Section 3.1. The Procedure | Analyzing Business Data with Excel

3.1. The Procedure

First we look at the calculations. We need to make the best possible prediction, measure the accuracy, and manage anomalies. Excel provides the tools, but before we start entering formulas we need to understand the data.

3.1.1. Data

This chapter uses data from a call center. It is a five day a week operation, and the data is simply the date and number of incoming calls for each day.

The techniques used can be applied to most workload situations. The goal is to predict a periodic workload that could have an overall trend, and is subject to short-term ups and downs. The accuracy of predictions will be measured and used to set a prediction range with a known probability.

A workload model needs to handle both expected and unexpected shifts in volume. Holidays are expected, but December volumes are not a good predictor for January. Real world workloads are subject to all kinds of unpredictable outside forces. The competition can raise their price, a server can go down, or a snow storm can shut down part of the country. As a result, workloads can go up or down with no warning.

The sample data in this chapter comes from an actual call center and is subject to all the uncertainty of the business environment.

3.1.2. Predictions

Time creates uncertainty. The further into the future we predict, the less accurate we are. This chapter starts with a weekly prediction. The weekly forecast is adjusted as more information is available and becomes an adjusted daily forecast. An hourly forecast is also made, and the daily forecast is adjusted further as actual hourly values are entered.

3.1.2.1. Find the lag

Lag is the number of observations in a cycle. Many business systems run on a weekly cycle. Mondays look like Mondays; Fridays look like Fridays. If the process runs five days a week, the lag is five. Of course, everything doesn't run on a weekly cycle. Sometimes it is monthly, hourly, or some exotic period. In all cases it is critical to know how many observations there are in a cycle, and usually this is known without examining the data. But if you are not sure, it's best to check.

This example looks at thirty days of call counts for a call center. This is a Monday thru Friday operation, so we expect it to run on a five day cycle. To find the lag we correlate the daily call counts with themselves offset by different numbers of days. The offset with the highest correlation is the lag.

To do this we use the CORREL function. This function takes two arguments. They are both ranges and must have the same number of values. The function gives the correlation between the values in the ranges. The formula in the correlation column is =CORREL(B$2:B$21,B3:B22), and it is filled down for ten cells. Notice that the correlation is high only at five and ten. This confirms that the numbers have a five day cycle. Correlating a list of numbers against itself is called autocorrelation .

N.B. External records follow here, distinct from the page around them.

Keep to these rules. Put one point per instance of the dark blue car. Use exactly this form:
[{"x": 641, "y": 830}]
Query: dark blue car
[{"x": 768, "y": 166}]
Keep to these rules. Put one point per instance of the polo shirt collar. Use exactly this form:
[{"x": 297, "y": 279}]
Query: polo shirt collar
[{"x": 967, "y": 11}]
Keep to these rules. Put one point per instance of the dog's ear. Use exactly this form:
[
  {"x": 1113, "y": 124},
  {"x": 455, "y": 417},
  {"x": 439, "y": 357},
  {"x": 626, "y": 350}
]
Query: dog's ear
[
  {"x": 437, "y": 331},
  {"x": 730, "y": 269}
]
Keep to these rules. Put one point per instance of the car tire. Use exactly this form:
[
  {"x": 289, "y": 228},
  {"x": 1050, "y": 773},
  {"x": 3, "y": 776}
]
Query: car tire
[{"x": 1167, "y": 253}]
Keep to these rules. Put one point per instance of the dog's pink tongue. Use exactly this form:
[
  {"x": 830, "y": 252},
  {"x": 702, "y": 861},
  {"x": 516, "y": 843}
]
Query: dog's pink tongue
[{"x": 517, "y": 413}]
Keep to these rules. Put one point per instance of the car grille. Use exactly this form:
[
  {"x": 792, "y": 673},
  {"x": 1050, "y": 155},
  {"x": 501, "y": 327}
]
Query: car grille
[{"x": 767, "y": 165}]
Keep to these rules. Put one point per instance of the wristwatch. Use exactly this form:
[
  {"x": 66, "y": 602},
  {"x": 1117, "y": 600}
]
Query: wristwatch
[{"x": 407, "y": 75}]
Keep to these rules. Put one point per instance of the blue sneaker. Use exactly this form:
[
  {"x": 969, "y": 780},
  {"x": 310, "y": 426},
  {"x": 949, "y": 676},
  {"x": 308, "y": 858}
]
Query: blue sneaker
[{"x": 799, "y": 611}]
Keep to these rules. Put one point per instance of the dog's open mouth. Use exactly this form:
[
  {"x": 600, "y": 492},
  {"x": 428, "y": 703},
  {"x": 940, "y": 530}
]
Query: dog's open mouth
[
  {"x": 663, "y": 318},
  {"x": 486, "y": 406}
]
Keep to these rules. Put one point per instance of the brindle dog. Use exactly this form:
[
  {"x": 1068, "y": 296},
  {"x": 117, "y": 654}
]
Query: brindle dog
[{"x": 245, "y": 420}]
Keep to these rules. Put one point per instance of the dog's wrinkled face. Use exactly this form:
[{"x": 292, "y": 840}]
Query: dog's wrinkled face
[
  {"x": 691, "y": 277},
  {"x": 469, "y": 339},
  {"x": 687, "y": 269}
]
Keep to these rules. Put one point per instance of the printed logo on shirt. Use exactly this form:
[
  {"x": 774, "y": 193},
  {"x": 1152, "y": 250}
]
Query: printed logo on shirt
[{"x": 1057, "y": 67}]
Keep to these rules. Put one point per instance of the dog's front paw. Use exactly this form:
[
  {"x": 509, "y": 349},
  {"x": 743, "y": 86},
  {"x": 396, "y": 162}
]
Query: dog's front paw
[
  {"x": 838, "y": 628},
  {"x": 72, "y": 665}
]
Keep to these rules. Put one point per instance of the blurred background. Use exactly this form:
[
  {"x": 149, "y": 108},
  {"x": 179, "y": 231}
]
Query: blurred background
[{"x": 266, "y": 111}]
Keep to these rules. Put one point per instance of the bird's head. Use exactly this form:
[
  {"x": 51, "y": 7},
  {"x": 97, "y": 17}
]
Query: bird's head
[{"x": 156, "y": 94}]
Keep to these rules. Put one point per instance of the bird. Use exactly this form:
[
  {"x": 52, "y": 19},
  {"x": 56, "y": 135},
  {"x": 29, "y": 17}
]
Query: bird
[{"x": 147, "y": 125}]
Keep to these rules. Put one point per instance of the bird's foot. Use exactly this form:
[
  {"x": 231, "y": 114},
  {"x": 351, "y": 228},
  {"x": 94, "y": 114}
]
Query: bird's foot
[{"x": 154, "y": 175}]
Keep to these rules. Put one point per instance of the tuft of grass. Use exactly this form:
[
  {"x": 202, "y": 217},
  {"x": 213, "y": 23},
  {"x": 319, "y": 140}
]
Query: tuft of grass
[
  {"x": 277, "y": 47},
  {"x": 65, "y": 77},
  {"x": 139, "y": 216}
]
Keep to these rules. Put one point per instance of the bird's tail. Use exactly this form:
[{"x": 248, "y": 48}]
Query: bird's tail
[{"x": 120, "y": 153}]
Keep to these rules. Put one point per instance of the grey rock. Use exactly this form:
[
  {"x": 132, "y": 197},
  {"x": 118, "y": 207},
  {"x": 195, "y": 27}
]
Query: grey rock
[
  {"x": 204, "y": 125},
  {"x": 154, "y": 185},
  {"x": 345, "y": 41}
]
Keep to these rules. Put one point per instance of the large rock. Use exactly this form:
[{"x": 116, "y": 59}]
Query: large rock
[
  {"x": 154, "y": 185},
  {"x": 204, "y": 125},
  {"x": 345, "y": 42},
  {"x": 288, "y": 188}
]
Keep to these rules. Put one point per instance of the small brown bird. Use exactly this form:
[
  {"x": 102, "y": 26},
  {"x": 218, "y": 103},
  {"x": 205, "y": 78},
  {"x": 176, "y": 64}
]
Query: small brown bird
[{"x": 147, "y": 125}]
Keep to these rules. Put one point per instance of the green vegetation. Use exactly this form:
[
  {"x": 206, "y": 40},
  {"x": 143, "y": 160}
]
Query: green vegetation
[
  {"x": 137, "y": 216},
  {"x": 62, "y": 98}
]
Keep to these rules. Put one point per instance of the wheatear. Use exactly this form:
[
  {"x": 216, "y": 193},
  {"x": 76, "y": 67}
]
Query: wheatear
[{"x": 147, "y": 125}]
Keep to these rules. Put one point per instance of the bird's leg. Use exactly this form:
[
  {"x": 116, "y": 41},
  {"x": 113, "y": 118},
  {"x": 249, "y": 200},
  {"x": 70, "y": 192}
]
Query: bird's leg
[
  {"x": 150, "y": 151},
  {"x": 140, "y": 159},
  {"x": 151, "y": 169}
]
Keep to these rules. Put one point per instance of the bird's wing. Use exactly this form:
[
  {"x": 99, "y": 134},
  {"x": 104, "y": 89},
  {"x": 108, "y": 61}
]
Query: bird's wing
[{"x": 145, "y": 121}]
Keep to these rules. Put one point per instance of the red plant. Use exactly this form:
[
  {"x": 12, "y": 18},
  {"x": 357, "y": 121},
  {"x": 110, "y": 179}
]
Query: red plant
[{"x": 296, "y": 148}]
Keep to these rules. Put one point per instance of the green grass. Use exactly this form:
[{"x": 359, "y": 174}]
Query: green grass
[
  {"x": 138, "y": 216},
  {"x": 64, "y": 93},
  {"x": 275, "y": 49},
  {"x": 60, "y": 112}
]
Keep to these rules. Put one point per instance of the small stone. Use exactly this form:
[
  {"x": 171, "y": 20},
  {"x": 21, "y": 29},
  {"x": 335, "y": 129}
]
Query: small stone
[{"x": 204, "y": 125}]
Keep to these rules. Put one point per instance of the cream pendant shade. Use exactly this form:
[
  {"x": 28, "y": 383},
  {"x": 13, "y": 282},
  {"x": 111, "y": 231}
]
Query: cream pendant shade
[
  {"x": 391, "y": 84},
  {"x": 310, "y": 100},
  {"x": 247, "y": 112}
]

The procedure is illustrated in Figure 3-1.

3.1.2.2. Find the average

The easiest prediction is that each day will have the same volume as the same day in the previous week. But this leads to trouble if last week's call volume was unusual. So, it is better to use a recent average. But even the average can be skewed by a really odd day, and a filtered average tends to do the best job. In a filtered average the highest and lowest values are eliminated, and then the remaining numbers are averaged. This gives a good estimate of the true average value.

This is done in two steps. First, build a table that contains values for one weekday (e.g., a list of just Monday values). Then take the sum, subtract the maximum and minimum values, and divide by two less than the number of values.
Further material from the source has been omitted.